- Country: United States
- Location: South Kohala, Hawaii County, Hawaii
- Coordinates: 19°59′15″N 155°45′56″W﻿ / ﻿19.98750°N 155.76556°W
- Status: Commissioned
- Commission date: 2017
- Decommission date: December 2010;
- Owner: Lalamilo Wind Company

Wind farm
- Type: Onshore
- Site usage: Pasture
- Site area: 0.2 mi^{2} (1 km^{2})
- Site elevation: 1,273 ft (388 m)

Power generation
- Nameplate capacity: 2.2 MW;

= Lalamilo Wells =

Wind farm in Hawaii

Lalamilo Wells is a wind farm on the island of Hawaii. It is located within the ahupuaʻa (ancient land division) called Lalamilo, between the coastal area known as Puako, Hawaii, and the inland towns of Waimea and Waikoloa Village, Hawaii. It was commissioned in 1985 with 39 17.5 kW Jacobs wind turbines and 81 20 kW Jacobs wind turbines, yielding a total capacity of 2.3 MW.

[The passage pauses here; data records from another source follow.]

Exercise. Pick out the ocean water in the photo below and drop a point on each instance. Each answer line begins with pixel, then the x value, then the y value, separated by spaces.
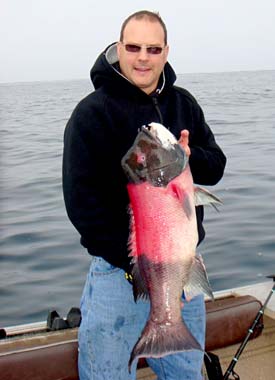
pixel 43 266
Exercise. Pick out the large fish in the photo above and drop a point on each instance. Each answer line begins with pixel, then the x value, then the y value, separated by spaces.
pixel 163 238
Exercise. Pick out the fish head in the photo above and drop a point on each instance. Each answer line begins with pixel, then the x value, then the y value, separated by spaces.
pixel 155 156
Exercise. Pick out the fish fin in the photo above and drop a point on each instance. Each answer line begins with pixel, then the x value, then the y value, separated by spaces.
pixel 204 197
pixel 140 290
pixel 132 246
pixel 198 280
pixel 158 340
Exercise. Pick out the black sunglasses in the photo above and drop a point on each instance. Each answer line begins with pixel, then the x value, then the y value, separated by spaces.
pixel 132 48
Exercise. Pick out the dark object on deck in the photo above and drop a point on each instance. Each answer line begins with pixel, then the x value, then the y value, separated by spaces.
pixel 213 366
pixel 52 355
pixel 256 323
pixel 74 317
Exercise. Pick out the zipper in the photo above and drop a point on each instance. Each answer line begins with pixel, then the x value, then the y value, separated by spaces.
pixel 156 105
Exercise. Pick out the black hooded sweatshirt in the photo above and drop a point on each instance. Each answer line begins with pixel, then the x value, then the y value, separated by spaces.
pixel 100 131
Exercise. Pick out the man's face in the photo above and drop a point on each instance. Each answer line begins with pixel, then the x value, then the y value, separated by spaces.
pixel 142 68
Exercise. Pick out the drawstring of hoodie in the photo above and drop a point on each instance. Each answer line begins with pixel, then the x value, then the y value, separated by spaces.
pixel 156 105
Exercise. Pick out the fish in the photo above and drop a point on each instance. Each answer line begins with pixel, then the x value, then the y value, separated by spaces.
pixel 163 239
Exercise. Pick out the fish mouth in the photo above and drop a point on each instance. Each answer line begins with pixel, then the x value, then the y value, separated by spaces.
pixel 162 158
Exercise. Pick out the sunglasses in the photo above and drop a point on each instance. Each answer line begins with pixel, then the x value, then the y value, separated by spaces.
pixel 132 48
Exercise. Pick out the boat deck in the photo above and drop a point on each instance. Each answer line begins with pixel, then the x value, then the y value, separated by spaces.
pixel 30 349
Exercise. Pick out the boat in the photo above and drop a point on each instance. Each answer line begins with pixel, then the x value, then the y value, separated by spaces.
pixel 36 352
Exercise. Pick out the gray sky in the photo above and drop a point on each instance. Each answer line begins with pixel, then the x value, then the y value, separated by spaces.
pixel 60 39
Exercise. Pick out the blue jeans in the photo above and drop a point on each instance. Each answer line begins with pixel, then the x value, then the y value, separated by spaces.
pixel 112 323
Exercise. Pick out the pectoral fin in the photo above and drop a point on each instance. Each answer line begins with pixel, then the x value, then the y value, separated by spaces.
pixel 203 197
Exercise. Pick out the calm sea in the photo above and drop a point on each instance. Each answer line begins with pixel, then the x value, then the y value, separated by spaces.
pixel 43 266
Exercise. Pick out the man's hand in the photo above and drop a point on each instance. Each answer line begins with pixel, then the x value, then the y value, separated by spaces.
pixel 184 141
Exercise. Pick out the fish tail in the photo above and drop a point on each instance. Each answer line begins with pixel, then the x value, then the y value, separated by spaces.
pixel 158 340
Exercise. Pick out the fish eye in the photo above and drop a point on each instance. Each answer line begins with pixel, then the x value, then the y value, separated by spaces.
pixel 141 158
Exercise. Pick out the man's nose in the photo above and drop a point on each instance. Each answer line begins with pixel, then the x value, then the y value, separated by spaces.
pixel 143 54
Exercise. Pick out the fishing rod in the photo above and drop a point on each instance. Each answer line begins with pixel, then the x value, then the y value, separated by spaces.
pixel 212 362
pixel 234 361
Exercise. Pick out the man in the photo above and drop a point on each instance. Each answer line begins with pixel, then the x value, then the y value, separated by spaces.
pixel 134 85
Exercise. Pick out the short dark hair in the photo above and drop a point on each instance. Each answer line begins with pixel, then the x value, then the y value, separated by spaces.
pixel 152 16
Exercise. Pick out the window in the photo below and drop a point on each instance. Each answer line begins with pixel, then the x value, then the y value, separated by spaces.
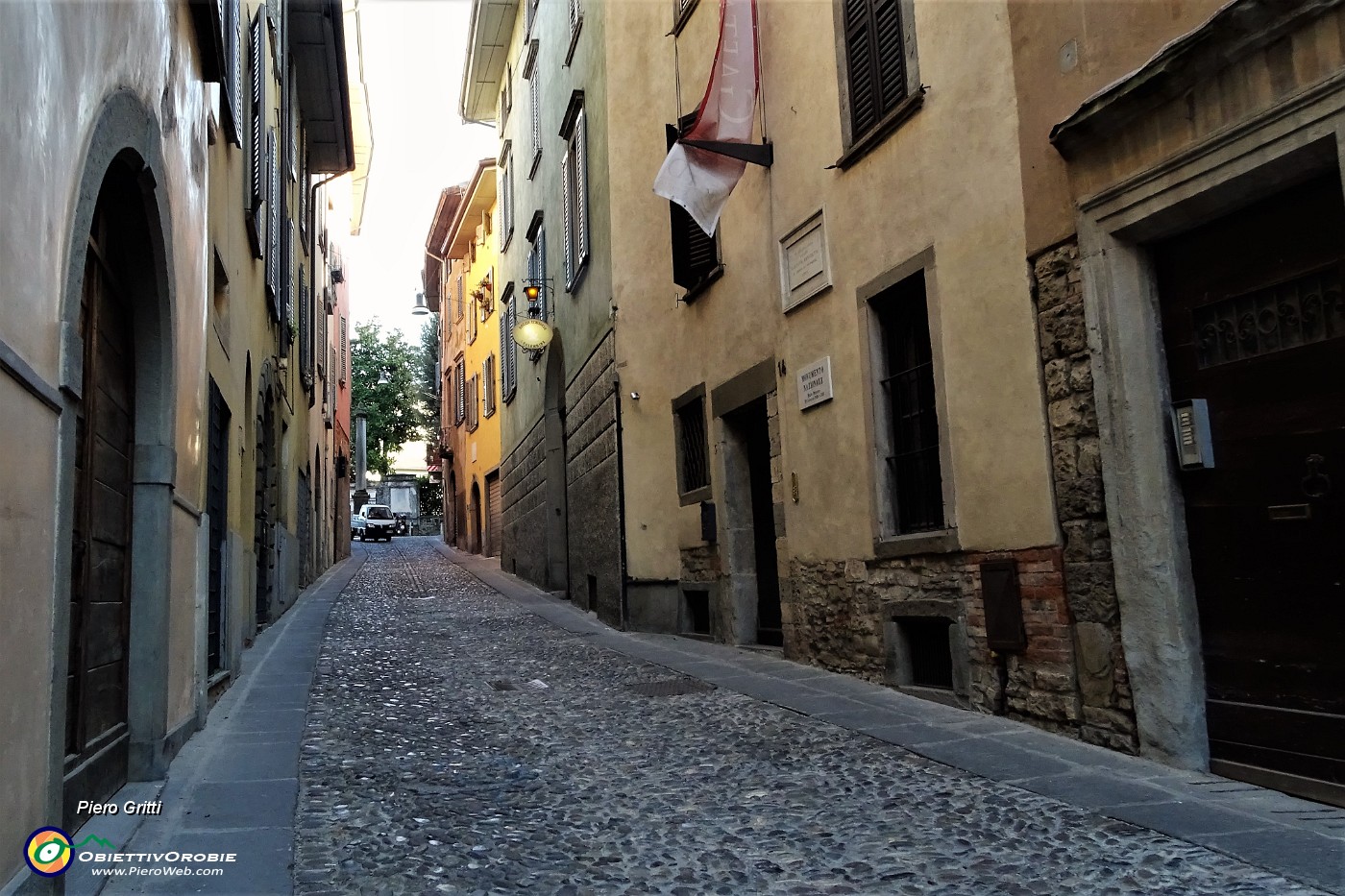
pixel 460 390
pixel 534 100
pixel 257 138
pixel 506 194
pixel 575 191
pixel 908 423
pixel 693 453
pixel 537 271
pixel 878 64
pixel 696 257
pixel 488 383
pixel 474 402
pixel 508 349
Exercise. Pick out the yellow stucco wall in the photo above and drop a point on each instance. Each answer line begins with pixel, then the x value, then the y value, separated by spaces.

Starting in January 2006, the electric utility operating the wind farm, Hawaiian Electric Company (HELCO), operated a demonstration model of a grid-stabilizing unit, known as an Electronic Shock Absorber (ESA). This unit was designed to increase the stability of the island's grid, which has a relatively high penetration of wind energy, which is subject to rapid fluctuations. However, the unit was damaged in an earthquake in October 2006.

==Repowering==
By 2010 the turbines were antiquated; only two-thirds were still in operation. The farm was decommissioned that year in anticipation of replacing the turbines with more efficient modern models.

Lalamilo Wind Company was awarded the contract to repower and operate the wind farm. Five Vestas V47/660 kW turbines were installed and commissioned that together have a generating capacity of 3.3 MW. The power produced is primarily used to supply a set of nearby deep wells operated by Hawaii County Department of Water Services. The wind farm became operational in September 2017, but has since been mired in legal challenges with Hawaiian County DWS over the 2013 power purchase agreement.